Imported from the USA, this is a workers day off and as it falls on a Sunday this year, the following Monday is taken as the holiday.
This day off for workers has its roots in the fight for workers rights in the USA in the late 1880’s and eventually led to the advent of the 8 hour working day, with Spain being the first European country to recognise this officially.
Ironically, Labor Day in the USA is actually celebrated in September (not May), while pretty much the rest of the world has some kind of May Day holiday.
May Day celebrations can be traced all the way to Celtic Beltane (last day of winter) and the Roman festival of Flora, held to celebrate fertility and the advent of spring.

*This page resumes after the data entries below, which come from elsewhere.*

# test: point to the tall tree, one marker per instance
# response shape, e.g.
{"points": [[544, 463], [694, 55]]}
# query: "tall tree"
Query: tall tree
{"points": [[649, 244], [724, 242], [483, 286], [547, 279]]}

What to expect in Spain on Dia de los Trabajadores
Banks, schools, public administration offices and some shops will be closed, and the larger retail outlets and superstores open, but with reduced hours. However, this is patchy so if you have plans to go shopping on your day off, be sure to check the opening hours with the relevant store.
Links to check opening hours for selected stores in Andalucía:
El Corte Inglés Marbella – closed Sunday 1st May, open as normal 2nd May
La Cañada Marbella – open all year
Centro Miramar Fuengirola – restaurants only open on 1st May, open as normal on 2nd May.
Plaza Mayor, Malaga – open Monday 2nd May
If shopping on a Bank Holiday is your worst nightmare, then take advantage of the fact that museums, tourist attractions and bars/restaurants are all open for you to enjoy!